As I lay in bed I pray that Lauren is able to come over. I know it's almost 3 in the morning and it's a lot to ask but right now I need someone to talk to in person. I'm feeling really unsure right now and I just feel the need to have the comfort of her.

Are you okay babe?

Am I okay? Honestly I don't think I am. All these thoughts about the future and Sofi are really messing up my emotions. I know I'm being stupid and worrying about nothing but I just need someone to comfort me and help me see sense. But what if I'm right? What if she does end up hating me or resenting me or worst off, forgetting me?

Not really.

I really hope Lauren can make it. I don't want to bother her or get in the way of her sleep or family time but I need her to help me settle my mind. I need my girlfriend right now.

On my way.

-----

It's been 10 minutes since Lauren texted me saying she's on her way and I've been on edge ever since.

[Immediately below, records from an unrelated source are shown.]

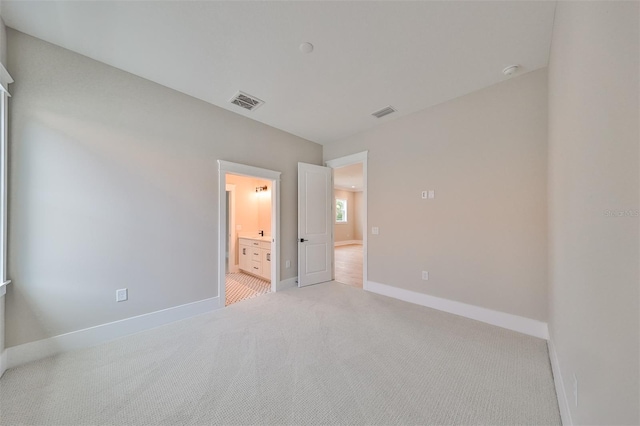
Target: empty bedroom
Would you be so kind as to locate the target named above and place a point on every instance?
(312, 212)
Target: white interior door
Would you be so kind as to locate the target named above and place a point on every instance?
(315, 224)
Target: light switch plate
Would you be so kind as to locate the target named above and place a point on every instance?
(122, 295)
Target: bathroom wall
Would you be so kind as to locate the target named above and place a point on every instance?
(358, 217)
(252, 209)
(350, 230)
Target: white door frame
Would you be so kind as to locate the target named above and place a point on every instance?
(233, 264)
(225, 167)
(360, 157)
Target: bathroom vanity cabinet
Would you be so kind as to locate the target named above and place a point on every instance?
(255, 256)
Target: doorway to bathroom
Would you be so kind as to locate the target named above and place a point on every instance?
(249, 232)
(350, 219)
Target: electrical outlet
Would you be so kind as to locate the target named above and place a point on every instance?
(122, 295)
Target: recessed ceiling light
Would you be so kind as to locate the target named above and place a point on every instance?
(306, 47)
(510, 70)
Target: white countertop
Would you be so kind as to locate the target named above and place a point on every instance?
(256, 237)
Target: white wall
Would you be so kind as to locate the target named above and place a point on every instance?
(345, 231)
(358, 217)
(114, 184)
(483, 238)
(593, 168)
(3, 59)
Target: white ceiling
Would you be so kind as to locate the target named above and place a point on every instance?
(368, 55)
(349, 177)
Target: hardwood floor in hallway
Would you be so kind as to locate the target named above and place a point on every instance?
(349, 265)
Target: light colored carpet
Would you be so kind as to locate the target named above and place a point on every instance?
(325, 354)
(240, 286)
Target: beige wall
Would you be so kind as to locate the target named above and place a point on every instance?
(252, 209)
(113, 183)
(358, 216)
(352, 230)
(344, 231)
(483, 238)
(593, 168)
(3, 59)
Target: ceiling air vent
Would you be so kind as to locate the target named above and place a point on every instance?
(384, 111)
(246, 101)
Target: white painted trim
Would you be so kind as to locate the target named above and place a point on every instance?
(347, 243)
(233, 265)
(288, 283)
(346, 189)
(561, 393)
(225, 167)
(32, 351)
(360, 157)
(348, 160)
(251, 171)
(501, 319)
(3, 362)
(5, 79)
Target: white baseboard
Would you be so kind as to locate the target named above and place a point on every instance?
(501, 319)
(563, 401)
(288, 283)
(3, 362)
(347, 243)
(22, 354)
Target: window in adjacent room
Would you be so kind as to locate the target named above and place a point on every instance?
(341, 210)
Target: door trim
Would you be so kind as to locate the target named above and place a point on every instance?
(225, 167)
(233, 264)
(360, 157)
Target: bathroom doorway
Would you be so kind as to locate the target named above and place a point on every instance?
(350, 236)
(249, 230)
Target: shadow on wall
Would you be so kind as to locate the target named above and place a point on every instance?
(102, 210)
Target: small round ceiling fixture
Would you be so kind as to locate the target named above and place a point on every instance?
(306, 47)
(510, 70)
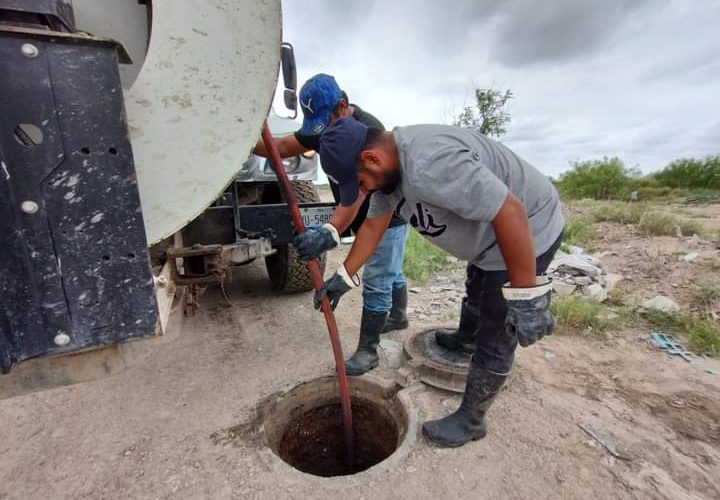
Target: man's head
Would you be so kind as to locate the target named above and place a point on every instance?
(322, 102)
(357, 157)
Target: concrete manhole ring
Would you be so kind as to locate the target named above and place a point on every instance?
(435, 365)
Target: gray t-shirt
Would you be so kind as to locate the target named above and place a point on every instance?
(454, 182)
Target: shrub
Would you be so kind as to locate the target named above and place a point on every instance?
(575, 314)
(422, 257)
(691, 173)
(620, 212)
(599, 179)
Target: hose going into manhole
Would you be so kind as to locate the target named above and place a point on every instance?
(314, 266)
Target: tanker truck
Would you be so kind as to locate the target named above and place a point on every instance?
(126, 179)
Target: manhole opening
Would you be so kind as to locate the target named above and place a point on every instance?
(305, 427)
(314, 443)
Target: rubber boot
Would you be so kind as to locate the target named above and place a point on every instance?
(462, 339)
(397, 320)
(366, 358)
(468, 422)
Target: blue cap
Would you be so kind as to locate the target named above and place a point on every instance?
(340, 145)
(318, 97)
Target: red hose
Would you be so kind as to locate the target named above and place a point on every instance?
(314, 266)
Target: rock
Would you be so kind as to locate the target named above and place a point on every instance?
(662, 303)
(592, 260)
(595, 292)
(390, 354)
(574, 264)
(563, 288)
(610, 281)
(688, 257)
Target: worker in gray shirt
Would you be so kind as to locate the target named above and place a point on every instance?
(479, 201)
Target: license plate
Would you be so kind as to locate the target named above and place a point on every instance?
(316, 215)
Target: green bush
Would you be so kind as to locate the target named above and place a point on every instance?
(598, 179)
(691, 173)
(576, 314)
(662, 224)
(422, 257)
(620, 212)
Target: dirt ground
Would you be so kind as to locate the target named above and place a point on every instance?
(152, 431)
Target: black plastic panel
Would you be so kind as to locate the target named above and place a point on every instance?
(79, 265)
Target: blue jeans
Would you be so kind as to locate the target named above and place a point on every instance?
(383, 270)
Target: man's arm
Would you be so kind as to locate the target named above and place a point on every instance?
(512, 231)
(288, 146)
(366, 240)
(342, 216)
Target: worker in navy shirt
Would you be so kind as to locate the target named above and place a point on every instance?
(384, 286)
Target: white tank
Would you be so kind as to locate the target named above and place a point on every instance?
(196, 99)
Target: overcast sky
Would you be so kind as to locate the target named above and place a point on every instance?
(638, 79)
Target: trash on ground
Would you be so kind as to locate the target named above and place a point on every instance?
(688, 257)
(605, 443)
(581, 273)
(670, 345)
(662, 304)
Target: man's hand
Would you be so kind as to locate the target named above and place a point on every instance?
(315, 240)
(529, 315)
(338, 285)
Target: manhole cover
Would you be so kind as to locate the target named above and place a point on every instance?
(434, 364)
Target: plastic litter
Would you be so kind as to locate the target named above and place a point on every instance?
(670, 345)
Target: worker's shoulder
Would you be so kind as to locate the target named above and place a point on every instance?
(423, 144)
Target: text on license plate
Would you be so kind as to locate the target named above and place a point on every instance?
(316, 216)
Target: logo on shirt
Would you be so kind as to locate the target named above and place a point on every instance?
(424, 221)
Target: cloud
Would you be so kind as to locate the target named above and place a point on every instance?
(636, 79)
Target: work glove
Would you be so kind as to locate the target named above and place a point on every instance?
(315, 240)
(529, 316)
(338, 285)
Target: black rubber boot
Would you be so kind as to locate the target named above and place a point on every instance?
(468, 421)
(397, 320)
(462, 339)
(365, 358)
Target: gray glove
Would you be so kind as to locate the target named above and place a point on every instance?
(529, 316)
(316, 240)
(338, 285)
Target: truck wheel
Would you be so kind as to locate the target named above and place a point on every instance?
(286, 272)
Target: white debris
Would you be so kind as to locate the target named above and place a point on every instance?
(688, 257)
(662, 303)
(574, 264)
(610, 281)
(390, 354)
(595, 292)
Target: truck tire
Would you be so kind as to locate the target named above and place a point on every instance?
(286, 272)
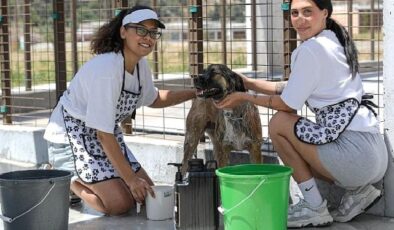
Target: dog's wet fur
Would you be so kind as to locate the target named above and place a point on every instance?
(235, 129)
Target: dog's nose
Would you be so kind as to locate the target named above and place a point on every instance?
(197, 81)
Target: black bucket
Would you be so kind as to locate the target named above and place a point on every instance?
(35, 199)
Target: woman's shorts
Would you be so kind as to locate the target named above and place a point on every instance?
(61, 157)
(355, 158)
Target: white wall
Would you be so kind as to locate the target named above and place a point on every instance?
(388, 66)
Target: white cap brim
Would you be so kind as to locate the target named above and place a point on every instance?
(142, 15)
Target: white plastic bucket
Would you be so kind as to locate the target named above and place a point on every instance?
(162, 206)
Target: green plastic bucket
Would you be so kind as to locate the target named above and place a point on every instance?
(254, 196)
(35, 199)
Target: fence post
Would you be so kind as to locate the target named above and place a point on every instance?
(196, 48)
(5, 106)
(27, 45)
(60, 47)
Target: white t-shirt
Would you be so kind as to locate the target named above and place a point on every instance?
(321, 76)
(93, 94)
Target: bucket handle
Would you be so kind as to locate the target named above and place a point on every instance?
(224, 211)
(10, 220)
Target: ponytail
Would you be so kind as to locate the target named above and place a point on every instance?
(347, 43)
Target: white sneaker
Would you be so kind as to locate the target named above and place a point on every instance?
(355, 202)
(302, 215)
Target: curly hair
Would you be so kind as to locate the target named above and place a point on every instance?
(107, 38)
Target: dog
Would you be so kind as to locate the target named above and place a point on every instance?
(235, 129)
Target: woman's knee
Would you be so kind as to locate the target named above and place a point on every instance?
(118, 206)
(276, 122)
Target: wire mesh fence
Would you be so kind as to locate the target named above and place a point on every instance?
(43, 43)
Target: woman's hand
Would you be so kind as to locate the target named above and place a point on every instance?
(139, 188)
(231, 101)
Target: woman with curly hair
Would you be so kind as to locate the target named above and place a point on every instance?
(83, 132)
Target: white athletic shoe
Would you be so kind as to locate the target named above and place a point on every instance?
(355, 202)
(302, 215)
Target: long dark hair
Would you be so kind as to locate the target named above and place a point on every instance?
(342, 35)
(107, 38)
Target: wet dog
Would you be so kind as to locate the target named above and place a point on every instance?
(235, 129)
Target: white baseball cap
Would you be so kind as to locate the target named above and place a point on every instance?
(142, 15)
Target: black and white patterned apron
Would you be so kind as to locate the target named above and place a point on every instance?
(91, 162)
(331, 120)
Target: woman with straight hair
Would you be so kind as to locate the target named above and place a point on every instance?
(83, 132)
(344, 145)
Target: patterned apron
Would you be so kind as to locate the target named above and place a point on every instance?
(331, 121)
(91, 162)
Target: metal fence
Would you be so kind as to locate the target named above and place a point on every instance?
(43, 43)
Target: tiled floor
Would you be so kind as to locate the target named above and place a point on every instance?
(82, 217)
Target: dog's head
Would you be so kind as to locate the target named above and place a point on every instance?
(217, 82)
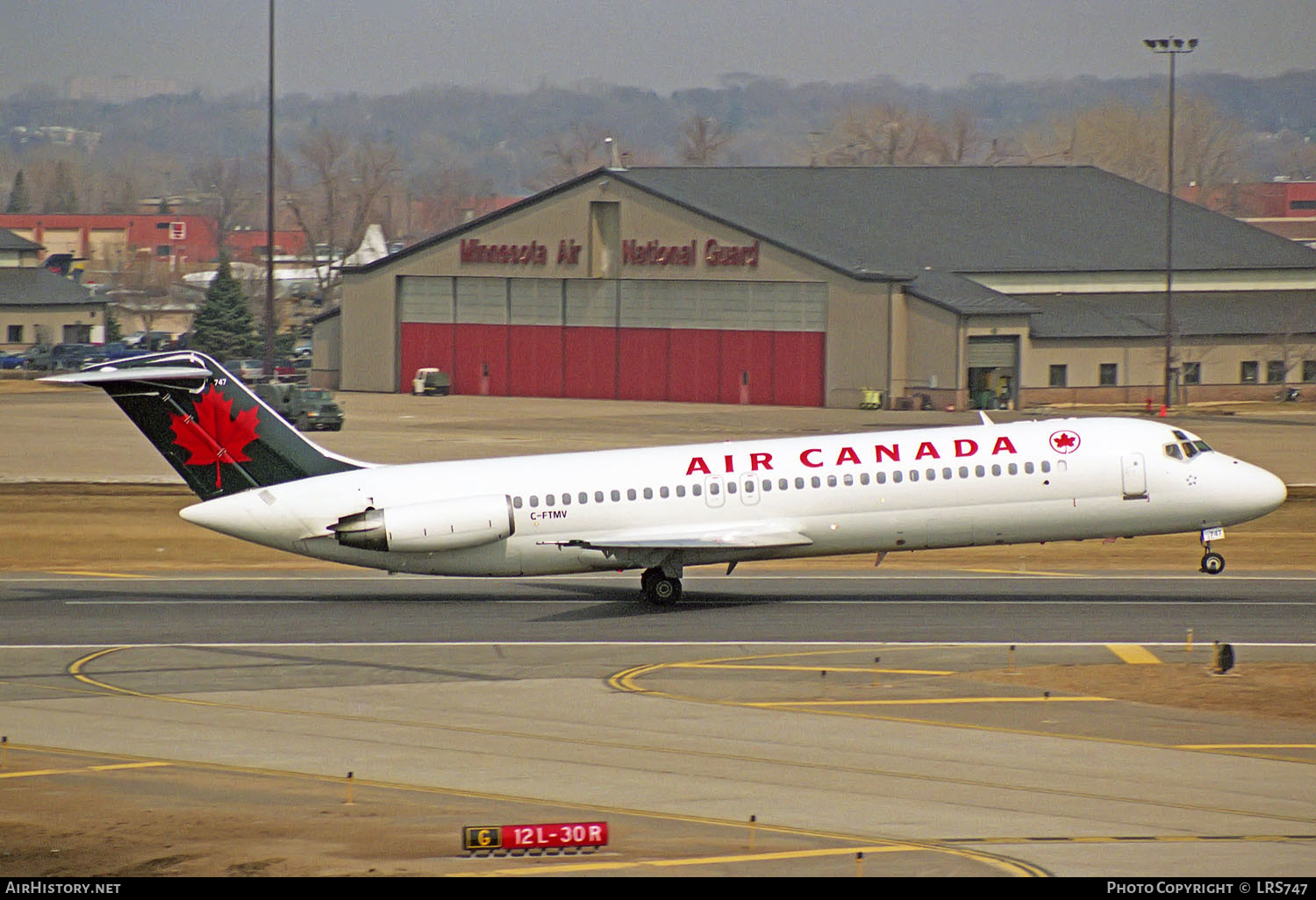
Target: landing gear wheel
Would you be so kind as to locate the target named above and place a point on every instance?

I've gone from laying in my bed waiting to going to into Sofi's room, sitting on the edge of her bed stroking her hair while she sleeps.

I really hope Sofi and I will always be as close as we've always been because I don't know what I'd do without her. I place my phone on Sofi's bedside table and continue to stroke her hair softly. I wish she'd stay this age forever because she seriously is growing up so fast.

As I continue to stroke Sofi's hair a sigh leaves my lips. Before I realise how long I've been sitting next to a sleeping Sofi her room lights up and I realise I have a message.

I'm outside princess.

I lock my phone and lean over to give Sofi a kiss on the forehead. "I love you Sof" I whisper before shutting her bedroom door and heading downstairs to let Lauren in.

I take a deep breath before opening the front door to reveal Lauren. She's wearing a Bob Marley tank top and black pyjama shorts with her hair in a messy bun. I take her appearance in before realising I missed what she just said.

"Huh?" I ask causing Lauren to chuckle.

"I asked if you was going to let me in."

"Oh yeah sorry" I reply, moving to the side to let Lauren enter. I shut the door behind Lauren and turn around to find her already laying on the sofa with a blanket over her.

"Make yourself comfortable" I joke.

"Oh I have but it could still get more comfortable" she smirks.

"How so?"

"If you can come and cuddle with me. I mean you did make me leave my bed at 3am to come over here" she pouts. I pull my Ed Sheeran sweater over my head so I'm just in my green plaid pajama bottoms and a black tank top before lying on the couch next to Lauren.

She smiles lightly before turning on her side to face me, wrapping the blanket over us both and lying her arm around my waist. I lay my head in the crook of her neck and sigh.

"Are you okay babe?" She asks as she rubs small, comforting circles on my hip where my shirt doesn't cover. I shift my legs to tangle them with hers before shaking my head slightly. "What's up?" She asks as she kisses my cheek.

"It's nothing, really it's stupid" I stutter.

"Come on babe, talk to me" she whispers as she uses the arm that was wrapped around my shoulders to stroke my hair gently.

"I'm scared."

"About what?"

"A lot of things but mainly... Right now I'm terrified that Sofi's going to end up hating me"

"What the hell made you think that could ever happen?" She asks as she cups my cheek with her hand. I lean into her touch and explain.

"Camz that little girl loves you more than life itself. You may not be home that often but that just means she wants to spend all the time she can with you. She admires you; you're inspiring her to go for her dreams and to make them reality. You're teaching her that anything can happen and that you can achieve anything you want."

"But-"

"No buts," she interrupts me, "She's always going to love you whether you're with her or on the other side of the world. You're her hero Camz, just like you're mine." The words she has just spoken to me brought tears to my eyes. I feel her swipe her thumb across my cheek as tears fall down my face.

"I love you" I whisper as I capture her lips with my own.

"I love you too" she mumbles against my lips.

"Forever and always."

"Forever and always Camz" she says as she kisses my forehead.